During the assembly we had students’ awards and called to the front were many of our girls. These awards are for a range of things like making changes, helping peers, volunteering to be a part of a group, working through school problems with persistence and determination, showing great leadership, taking on challenges, being kind and thinking of others.

Seeing our young ladies stand out the front of the Assembly made me smile. These young ladies represented the girls of our student body.  Standing alongside of me and sitting before me I was seeing strong, capable and proud young women who will go on to make the world a better place – one small step at a time. I told them how much they have to offer, that they are wonderful, beautiful, intelligent and inspiring. I acknowledged my female colleagues and the amazing work they do everyday for our students. I learn so much from them about my weaknesses and how to do things better. I observe in awe their patience and kindness that they give so generously to our students, the energy and personal time they give to prepare and collate interesting and engaging learning opportunities. Most of all I witness their love and compassion they have for each student. I thanked them for everything they teach me every day. To our girls – I learn also from them. They are amazing storytellers and I learn so much about their culture and home life from our chats. I enjoy talking about the music they listen too and hearing about their hopes and dreams for when they leave school. I admire their resilience and their ability to view life from a different lens. I enjoy just sitting quietly alongside them while they contemplate life and why things happen as they do. I cherish the moments when I see them smile and laugh at something simple or observe as them help and support each other in times of need. I think our youth are so wonderful and I know the future is in great hands.

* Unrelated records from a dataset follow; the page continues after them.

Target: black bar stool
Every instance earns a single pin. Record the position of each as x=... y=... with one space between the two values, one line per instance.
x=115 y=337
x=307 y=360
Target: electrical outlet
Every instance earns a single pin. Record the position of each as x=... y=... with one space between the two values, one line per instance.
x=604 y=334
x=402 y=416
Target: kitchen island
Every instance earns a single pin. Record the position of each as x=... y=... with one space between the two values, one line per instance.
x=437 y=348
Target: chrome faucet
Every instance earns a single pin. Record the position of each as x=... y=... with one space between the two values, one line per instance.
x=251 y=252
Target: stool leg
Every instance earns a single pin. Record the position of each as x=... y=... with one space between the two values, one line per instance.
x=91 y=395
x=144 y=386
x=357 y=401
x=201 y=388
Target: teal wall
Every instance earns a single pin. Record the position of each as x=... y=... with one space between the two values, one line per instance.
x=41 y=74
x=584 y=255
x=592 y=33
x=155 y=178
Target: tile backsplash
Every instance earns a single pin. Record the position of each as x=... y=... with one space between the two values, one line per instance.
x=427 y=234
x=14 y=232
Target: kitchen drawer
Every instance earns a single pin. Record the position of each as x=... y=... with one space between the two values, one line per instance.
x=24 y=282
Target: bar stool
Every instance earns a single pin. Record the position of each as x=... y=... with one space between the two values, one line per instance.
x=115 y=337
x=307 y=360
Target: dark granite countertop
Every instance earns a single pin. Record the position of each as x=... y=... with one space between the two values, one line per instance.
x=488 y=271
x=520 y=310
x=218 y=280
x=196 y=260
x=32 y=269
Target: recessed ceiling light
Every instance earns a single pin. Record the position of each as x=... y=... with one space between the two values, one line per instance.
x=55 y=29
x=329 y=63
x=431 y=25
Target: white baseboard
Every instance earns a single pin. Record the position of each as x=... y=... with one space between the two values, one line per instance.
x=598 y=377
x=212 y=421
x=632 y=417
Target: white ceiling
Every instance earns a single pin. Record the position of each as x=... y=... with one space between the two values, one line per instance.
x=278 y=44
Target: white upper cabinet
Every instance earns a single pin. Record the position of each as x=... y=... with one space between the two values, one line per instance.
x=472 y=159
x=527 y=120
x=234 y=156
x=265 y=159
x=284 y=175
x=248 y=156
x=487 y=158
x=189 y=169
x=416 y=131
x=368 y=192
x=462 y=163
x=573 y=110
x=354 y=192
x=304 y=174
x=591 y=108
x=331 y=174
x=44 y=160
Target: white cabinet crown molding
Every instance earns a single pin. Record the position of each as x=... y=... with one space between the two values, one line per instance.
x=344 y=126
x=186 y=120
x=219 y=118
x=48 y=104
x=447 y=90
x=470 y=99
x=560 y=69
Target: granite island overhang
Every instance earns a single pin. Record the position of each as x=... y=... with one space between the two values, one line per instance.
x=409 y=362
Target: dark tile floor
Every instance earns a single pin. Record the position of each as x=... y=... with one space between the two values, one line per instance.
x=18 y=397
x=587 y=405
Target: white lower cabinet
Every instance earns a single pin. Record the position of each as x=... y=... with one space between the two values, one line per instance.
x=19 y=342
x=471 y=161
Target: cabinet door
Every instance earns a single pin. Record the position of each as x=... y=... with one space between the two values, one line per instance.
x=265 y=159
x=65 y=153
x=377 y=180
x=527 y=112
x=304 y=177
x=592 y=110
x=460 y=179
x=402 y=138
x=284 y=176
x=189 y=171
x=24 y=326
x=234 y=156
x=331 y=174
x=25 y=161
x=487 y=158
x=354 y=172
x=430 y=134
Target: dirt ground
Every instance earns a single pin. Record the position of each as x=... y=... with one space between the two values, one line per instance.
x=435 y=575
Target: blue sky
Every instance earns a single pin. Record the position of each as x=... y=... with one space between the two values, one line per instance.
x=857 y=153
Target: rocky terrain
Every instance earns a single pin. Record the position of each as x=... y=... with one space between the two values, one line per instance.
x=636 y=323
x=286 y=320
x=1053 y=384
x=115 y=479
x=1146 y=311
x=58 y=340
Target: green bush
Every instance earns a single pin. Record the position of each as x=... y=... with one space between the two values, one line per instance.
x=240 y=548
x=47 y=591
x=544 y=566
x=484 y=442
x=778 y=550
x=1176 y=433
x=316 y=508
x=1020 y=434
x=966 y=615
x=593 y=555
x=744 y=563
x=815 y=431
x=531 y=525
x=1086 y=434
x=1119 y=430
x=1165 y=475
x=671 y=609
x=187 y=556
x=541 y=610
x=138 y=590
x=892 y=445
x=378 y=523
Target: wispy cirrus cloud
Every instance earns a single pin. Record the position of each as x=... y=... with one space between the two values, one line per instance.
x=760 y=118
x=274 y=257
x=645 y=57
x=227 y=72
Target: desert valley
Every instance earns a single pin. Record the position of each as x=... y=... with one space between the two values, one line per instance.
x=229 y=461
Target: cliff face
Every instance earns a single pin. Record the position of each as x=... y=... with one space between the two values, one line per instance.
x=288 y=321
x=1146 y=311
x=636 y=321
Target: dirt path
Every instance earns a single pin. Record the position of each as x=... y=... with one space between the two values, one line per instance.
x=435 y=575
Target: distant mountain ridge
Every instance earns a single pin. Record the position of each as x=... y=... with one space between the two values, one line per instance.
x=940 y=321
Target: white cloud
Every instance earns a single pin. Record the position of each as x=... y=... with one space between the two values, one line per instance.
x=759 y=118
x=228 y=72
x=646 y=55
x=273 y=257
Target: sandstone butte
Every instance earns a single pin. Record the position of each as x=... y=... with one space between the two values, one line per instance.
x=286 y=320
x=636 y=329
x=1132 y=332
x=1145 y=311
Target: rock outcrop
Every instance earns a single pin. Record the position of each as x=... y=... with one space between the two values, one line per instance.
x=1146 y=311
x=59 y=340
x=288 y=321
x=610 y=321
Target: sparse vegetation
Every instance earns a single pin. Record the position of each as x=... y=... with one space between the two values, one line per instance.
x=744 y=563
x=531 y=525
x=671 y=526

Friday 13th March, we are celebrating as group of strong, inspirational and beautiful women both young, old and wise by linking together female staff and students to share High Tea in the dining hall. I am really looking forward to that. Thanks to Geo and his staff and Miss Fleur for preparing the food and dining hall to make our morning tea special.

Paula Bacchiella
Deputy Principal

Above: Students enjoyed the water activities at the end of year excursion.

“Here’s to strong women.
May we know them.
May we be them.
May we raise them.”

Ash Wednesday 

On Wednesday 26 February the College celebrated our Opening Mass on the most important Day in the Church’s calendar- Ash Wednesday. The Aboriginal Catholic Ministry along with Father Sebastian joined us for this occasion and the students are to be commended on their participation and reverence during the service. A special thank you to Akira, Riley, Chloe, Alexis and Madison for the readings and offertory procession. I would also like to commend Connor on the amazing work he does with the sound system and the PowerPoint throughout the Mass.

Ash Wednesday Important Facts:

  • Ash Wednesday marks the start of the Lenten period leading up to Easter, when Christians believe Jesus was resurrected.
  • The ashes symbolize both death and repentance.
  • During this period, Christians show repentance and mourning for their sins, because they believe Christ died for them.
  • Ash Wednesday is a Christian holy day of prayer and fasting. … Ash Wednesday derives its name from the placing of repentance ashes on the foreheads of participants to either the words “Repent and believe in the Gospel” or “Remember that you are dust, and to dust you shall return.”
  • During church services on Ash Wednesday, members of the clergy mark crosses on the foreheads of worshippers using ashes, or sprinkle ashes over their heads as a sign of repentance. The ashes, which are mixed with holy water or olive oil, are made by burning palm leaves from Palm Sunday of the year before.
  • Many Catholics also get ashes on their forehead on Ash Wednesday, a reminder of our mortality (often stated as, ‘we are dust and to dust we shall return’). Catholics are encouraged to attend Mass on Ash Wednesday, however, Ash Wednesday is not a holy day of obligation.

Anne Brown
Religious Education Coordinator

2020 Senior School Ball

The Senior School Ball for 2020 was held on Friday 21st February at The Vines in Ellenbrook.  Students and staff enjoyed a wonderful evening of fantastic food, music and dancing.  Congratulations go to Akira Kemp and Sharai Blowes voted the Best Dressed on the night and Chloe Stone and Lindsay Duncan who took out the Belle and Beau of the Ball.

Honeybee Incursion

On March 10, the year 10 students had the opportunity to meet Paul Koch from the Gum Tree Apiary regarding the topic “honeybees” which we are covering this term for Agricultural Science. Students had the privilege of wearing the bee protective suit and watched Paul setting the school beehives on the school farm. Some students were excited to hold the drone while others enjoyed the honeycomb that Paul brought for us.  Overall, the year 10 class had a great incursion.

Salonee Poongavanon
Teaching Staff

Above:  Students dress in the protective bee suits in order to help Paul Koch from Gum Tree Apiary set the school beehives.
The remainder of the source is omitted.